I’m not sure how the conversation started, but somehow the Kaufholz family began chatting about our favorite seasons. Lucy chimed in first with “summer!” because summer means swimming pools and hanging out with friends. Very on brand. Brianne said spring, which is in my opinion, perfect for her because spring is beautiful, positive, and full of life. Eve said fall because of the goodies like pumpkin muffins–and Eve loves herself a goodie.
Important note: Nothing is really even pumpkin flavored because pumpkin tastes like a mealy old squash. What we really mean is we like the combination of sugar, cinnamon, ginger, nutmeg, allspice, and cloves–which we now call pumpkin.
Anyhow, I finally went and said that my favorite season is winter. Which, of course, is because I’m a sad little boy who likes to hunker into a warm set of dark feelings. But it was then the family realized that all four of us picked different seasons, which led Brianne (who again is positive and full of life) to declare that each one of us would get to plan fun things for the first day of “our season.” She’s always finding reasons to celebrate, and we’re better for it.

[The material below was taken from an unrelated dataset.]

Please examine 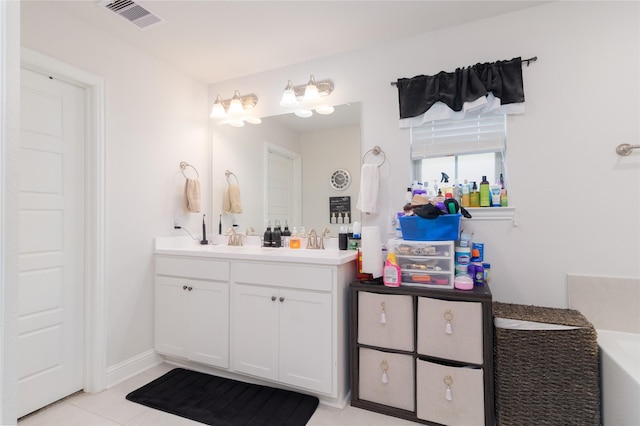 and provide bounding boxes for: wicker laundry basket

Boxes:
[493,302,600,426]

On the first day of fall, per Eve’s guidance, the house was decorated in orangy-brown-Halloween things and Eve made apple cookies that I finished without asking anyone else if they wanted one. Zero shame. They were worth it.
For most of my life, I’ve been a Floridian and, moreover, a Central Floridian meaning the seasons are basically summer and summer+. I’m not ripping on Florida’s climate as many tend to do. I love the warm evenings of July and riding bikes to the park on Christmas Day. But, the one thing I never loved was the same-ness of it all. When July and December are only separated by a sweatshirt that you have to take off by noon, there are no seasons.

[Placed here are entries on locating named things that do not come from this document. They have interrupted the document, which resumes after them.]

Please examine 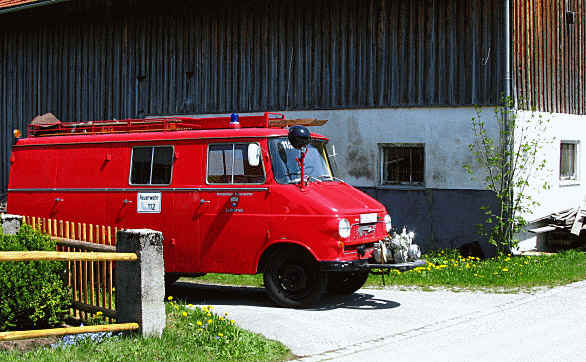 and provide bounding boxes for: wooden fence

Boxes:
[0,242,140,341]
[23,216,118,322]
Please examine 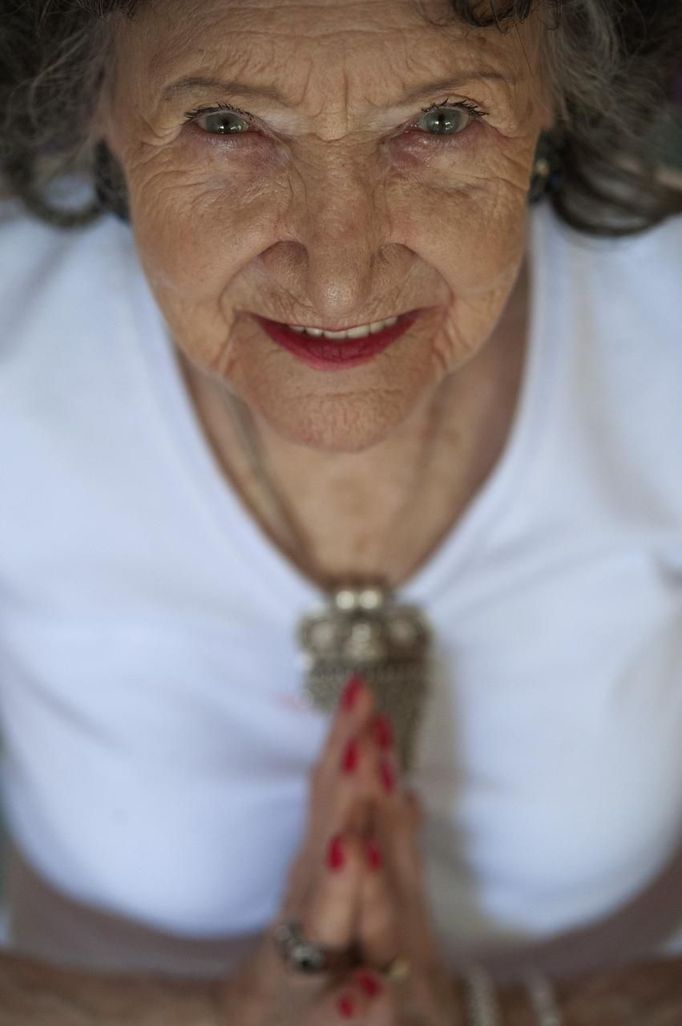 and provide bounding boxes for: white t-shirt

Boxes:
[0,195,682,970]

But I think we need seasons, or at least I do.
On the aforementioned first day of Eve’s fall in Virginia, the fig tree dropped piles of big, crunchy leaves right on cue. Around the corner of our house, the dogwood tree that brought us so much joy with its white pedals in April revealed its first orange leaves. And the yard that I was cutting every 6 days during the summer now looked just as it did when I mowed two weeks earlier. In short, the earth was slowing down, changing, and preparing. And as you may have guessed, this is where our metaphor begins.

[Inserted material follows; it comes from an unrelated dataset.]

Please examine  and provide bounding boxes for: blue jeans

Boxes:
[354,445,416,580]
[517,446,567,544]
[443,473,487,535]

Using the word “season” has become synonymous with not saying a lot of other things. It’s a convenient word that I’ve used often that acts as a quick substitute for “an unknown period of time.” Yet, it has also become a sort of short hand for softening the reality of what may be happening. It’s not a “season of health issues,” it’s a total shit storm of fear and exhaustion as your kid battles cancer–again. It’s not a “season of reflection,” it’s white-knuckling while you go to counseling and try to avoid hurting people more. It’s not a “season of change,” it’s falling off a cliff, not sure where the bottom is.